Both the fsync and the non-fsync version has their places. For very important data the guarantees given by fsync are important enough to outweight the disadvantages. But in many cases the disadvantages makes it too heavy to use, and the possible data loss is not as big of an issue (after all, system crashes are pretty uncommon).

So much for the background, now over to my personal opinions on filesystem behaviour. I think that in the default configuration all general purpose filesystem that claim to be robust (be it via journalling or whatever) should do their best to preserve the runtime guarantees of the atomic rename save operation so that they extend to the system crash case too. In other words, given a write to a new file followed by a rename over an old file, we shall find either the old data or the new data. This is a less of a requirement than fsync-on-close, but a requirement nevertheless that does result in a performance loss. However, just the fact that you’re running a journaled filesystem is a performance cost already, and something the user has explicitly chosen in order to have less risk of losing data.

It would be nice if the community could work out a way to express intent of the save operation to the filesystem in such a way that we avoid the unnecessary expensive fsync() call.
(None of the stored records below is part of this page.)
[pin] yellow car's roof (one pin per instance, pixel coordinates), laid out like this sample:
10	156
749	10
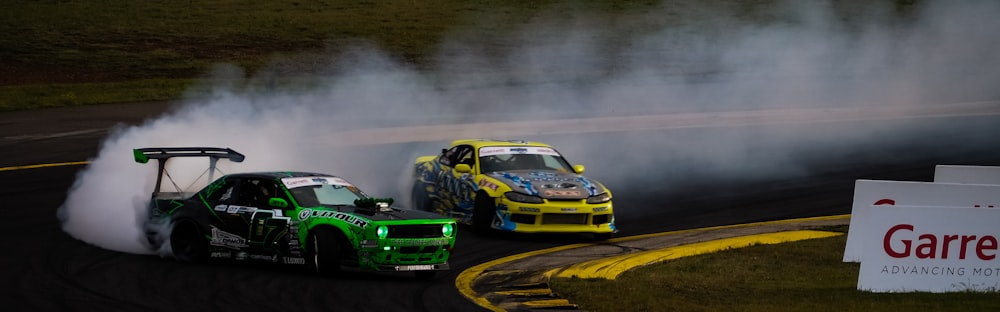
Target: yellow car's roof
477	143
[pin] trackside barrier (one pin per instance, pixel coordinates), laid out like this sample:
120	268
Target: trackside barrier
932	249
967	174
871	195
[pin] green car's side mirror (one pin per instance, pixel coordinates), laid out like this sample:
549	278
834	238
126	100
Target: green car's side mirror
277	202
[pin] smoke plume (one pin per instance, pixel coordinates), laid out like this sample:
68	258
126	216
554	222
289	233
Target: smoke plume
699	69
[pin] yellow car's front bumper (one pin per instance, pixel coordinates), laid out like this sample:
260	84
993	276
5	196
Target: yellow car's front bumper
555	217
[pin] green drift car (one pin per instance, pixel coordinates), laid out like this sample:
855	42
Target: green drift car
317	221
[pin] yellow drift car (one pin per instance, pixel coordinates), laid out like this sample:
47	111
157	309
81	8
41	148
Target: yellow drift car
512	186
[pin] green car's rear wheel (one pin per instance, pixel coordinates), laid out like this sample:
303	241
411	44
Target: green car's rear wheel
187	243
425	275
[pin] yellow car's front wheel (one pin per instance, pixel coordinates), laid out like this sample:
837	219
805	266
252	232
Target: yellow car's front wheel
483	212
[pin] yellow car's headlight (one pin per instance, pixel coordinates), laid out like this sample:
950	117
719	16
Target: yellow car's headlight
523	198
599	198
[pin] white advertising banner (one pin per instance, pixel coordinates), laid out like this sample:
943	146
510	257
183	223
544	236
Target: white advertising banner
931	249
874	194
967	174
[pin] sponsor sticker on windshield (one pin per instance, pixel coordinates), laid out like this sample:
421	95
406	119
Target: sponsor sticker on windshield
310	181
504	150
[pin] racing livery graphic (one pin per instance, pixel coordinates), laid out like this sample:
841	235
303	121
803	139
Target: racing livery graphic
512	186
317	221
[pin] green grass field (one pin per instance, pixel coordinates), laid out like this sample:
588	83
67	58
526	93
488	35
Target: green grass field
65	53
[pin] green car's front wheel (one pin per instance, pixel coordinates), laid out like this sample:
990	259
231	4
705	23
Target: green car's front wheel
324	251
419	198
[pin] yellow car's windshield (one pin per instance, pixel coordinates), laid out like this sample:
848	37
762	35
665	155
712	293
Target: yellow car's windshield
493	159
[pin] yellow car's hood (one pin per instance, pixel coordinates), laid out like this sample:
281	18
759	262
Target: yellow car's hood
549	184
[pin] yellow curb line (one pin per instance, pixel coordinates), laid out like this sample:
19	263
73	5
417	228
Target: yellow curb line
611	267
73	163
465	279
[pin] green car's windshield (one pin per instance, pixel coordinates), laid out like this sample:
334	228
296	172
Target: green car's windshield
321	192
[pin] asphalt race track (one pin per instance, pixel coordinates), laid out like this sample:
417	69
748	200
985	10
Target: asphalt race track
45	269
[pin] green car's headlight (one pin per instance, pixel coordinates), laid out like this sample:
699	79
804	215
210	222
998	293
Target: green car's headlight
523	198
599	199
448	229
382	231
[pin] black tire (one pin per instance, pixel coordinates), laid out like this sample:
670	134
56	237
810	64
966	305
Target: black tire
603	236
483	213
425	275
324	251
187	243
418	197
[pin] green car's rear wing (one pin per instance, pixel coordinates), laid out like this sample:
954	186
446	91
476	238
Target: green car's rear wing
162	154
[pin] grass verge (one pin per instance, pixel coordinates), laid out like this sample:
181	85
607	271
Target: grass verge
798	276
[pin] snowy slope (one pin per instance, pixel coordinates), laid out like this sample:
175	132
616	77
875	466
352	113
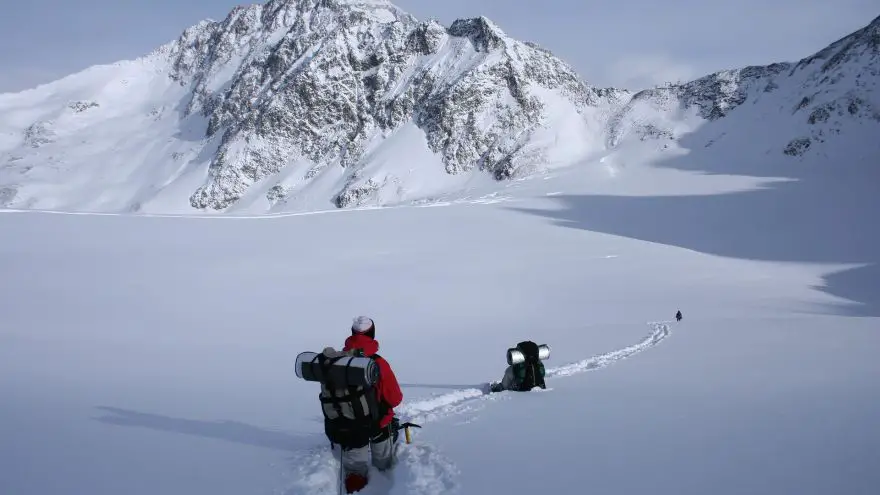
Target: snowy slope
304	105
294	99
134	360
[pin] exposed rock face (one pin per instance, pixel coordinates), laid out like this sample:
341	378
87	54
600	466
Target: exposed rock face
296	99
837	83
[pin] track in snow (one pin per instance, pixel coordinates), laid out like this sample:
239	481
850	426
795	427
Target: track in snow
447	404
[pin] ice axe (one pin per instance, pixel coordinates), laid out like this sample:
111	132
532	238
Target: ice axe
405	427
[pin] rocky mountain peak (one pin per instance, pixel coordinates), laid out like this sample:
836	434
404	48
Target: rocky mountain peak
482	32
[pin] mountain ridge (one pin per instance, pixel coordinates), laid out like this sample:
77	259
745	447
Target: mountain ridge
296	99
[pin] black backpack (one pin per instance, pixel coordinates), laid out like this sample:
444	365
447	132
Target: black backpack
530	373
351	410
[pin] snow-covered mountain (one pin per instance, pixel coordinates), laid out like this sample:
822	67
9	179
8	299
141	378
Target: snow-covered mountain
310	104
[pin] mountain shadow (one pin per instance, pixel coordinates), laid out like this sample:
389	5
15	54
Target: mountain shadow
230	431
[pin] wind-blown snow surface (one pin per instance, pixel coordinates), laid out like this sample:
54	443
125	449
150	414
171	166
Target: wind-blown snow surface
149	354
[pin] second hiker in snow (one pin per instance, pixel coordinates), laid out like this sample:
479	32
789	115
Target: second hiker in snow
525	370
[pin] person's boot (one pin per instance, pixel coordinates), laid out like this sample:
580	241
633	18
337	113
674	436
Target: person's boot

For instance, we could add a fcntl like F_SETDATAORDERED that tells the kernel to ensure the data is written to the disk before writing the metadata for the file to the disk. With this in place applications could choose either if they want the new file on disk *now*, or just if it wants either the old or the new file, without risk for total data loss. (And fall back on fsync if the fcntl is not supported.)

This is the current status of the rename method on the commonly used Linux filesystems to my best knowledge:
(In this context “safe” means we get either the old or the new version of the file after a crash.)

ext2: No robustness guarantees on system crash at all.

ext3: In the default data=ordered mode it is safe, because data is written before metadata. If you crash before the data is written (5 seconds by default) you get the old data. With data=writeback mode it is unsafe.

ext4: Currently unsafe, with a quite long window where you risk data loss. With the patches queued for 2.6.30 it is safe.

btrfs: Currently unsafe, the maintainer claims that patches are queued for 2.6.30 to make it safe

XFS: Currently unsafe (as far as i can tell), however the truncate and overwrite method is safe.